• Pentagon Warns Troops To Steer Clear Of Rising Biker Gangs

    Biker gangs are actively recruiting former members of the military, and federal authorities have taken notice of the worrying trend.

    The Bureau of Alcohol, Tobacco, Firearms and Explosives found that gangs are aggressively trying to expand their numbers in the Pike Peaks region of Colorado, the Colorado Springs Gazette reports.

    While not recognized as a criminal gang, the Infidels Motorcycle Club, founded in 2006, has attracted the gaze of the ATF after it hosted a pig roast “in defiance of the Muslim holiday of Ramadan.”

    Despite protests from groups like the Mountain States Anti-Defamation League, the Infidels held the event, anyway, though local deputies were concerned the roast might draw backlash from terrorist organizations. Still, authorities do not consider the Infidels an outlaw biker gang with criminal ties, though the group has been spotted riding with the Hells Angels.

    Another rights group, called the Council on American-Islamic Relations, complained that members of the military expressing extremist views is concerning.

    Other biker gangs are also recruiting in the area.

    “It always concerns us when people with specialized training in weapons and explosives is involved in a criminal enterprise,” ATF Denver spokesman Chris Amon told the Gazette, referring to the connection between military personnel and biker gangs.

    According to the ATF, part of the reason why biker gangs court those in military is because of their knowledge and steady income. Biker gangs in general are on the rise, as is violence stemming from disputes over territory. A recent fight between three biker gangs in Texas in May left nine dead. Authorities arrested 170 bikers. (RELATED: Three Rival Biker Gangs Clash In Waco, Leaving 9 Dead)

    Pentagon regulations don’t look kindly on personnel joining so-called extremist organizations.
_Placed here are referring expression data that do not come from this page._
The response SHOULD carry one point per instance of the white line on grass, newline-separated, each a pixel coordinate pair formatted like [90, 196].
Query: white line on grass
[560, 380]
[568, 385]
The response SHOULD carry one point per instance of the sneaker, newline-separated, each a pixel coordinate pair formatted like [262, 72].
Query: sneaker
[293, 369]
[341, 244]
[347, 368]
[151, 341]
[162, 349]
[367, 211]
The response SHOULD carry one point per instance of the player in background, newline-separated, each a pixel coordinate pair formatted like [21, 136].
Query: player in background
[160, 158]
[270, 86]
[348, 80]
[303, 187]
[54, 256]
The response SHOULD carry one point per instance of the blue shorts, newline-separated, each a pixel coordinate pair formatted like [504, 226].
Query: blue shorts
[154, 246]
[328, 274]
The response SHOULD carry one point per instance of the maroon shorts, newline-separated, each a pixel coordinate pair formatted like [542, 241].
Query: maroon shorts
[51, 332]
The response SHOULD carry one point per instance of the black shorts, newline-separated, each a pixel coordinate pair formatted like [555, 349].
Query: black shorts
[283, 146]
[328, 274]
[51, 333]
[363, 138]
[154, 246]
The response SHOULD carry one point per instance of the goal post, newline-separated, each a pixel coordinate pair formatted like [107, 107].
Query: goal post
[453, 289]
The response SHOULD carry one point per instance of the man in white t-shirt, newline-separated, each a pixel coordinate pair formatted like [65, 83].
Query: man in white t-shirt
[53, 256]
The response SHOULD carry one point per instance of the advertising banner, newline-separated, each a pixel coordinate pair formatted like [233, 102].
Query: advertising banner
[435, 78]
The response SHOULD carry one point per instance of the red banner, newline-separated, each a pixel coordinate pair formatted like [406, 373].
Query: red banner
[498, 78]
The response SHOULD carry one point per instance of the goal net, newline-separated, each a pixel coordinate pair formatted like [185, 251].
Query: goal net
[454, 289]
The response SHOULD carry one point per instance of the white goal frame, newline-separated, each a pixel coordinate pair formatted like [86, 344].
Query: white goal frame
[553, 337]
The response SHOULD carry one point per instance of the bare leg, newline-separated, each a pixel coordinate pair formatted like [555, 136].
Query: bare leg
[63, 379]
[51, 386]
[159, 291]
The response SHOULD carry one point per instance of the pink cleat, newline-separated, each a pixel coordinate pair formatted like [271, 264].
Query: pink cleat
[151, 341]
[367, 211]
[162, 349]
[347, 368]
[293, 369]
    “What I can tell you is that military personnel should not participate in organizations that discriminate based on race, creed, color, sex, religion, or national origin and those who violate this prohibition are subject to disciplinary action,” Col. Kelly Thompson told the Gazette. The ATF is keeping a close watch on any federal employees, reservists or active-duty military personnel involved in biker gangs.

    Interestingly, police officers also often find themselves drawn into biker circles, a phenomenon receiving additional scrutiny following the violence in Texas.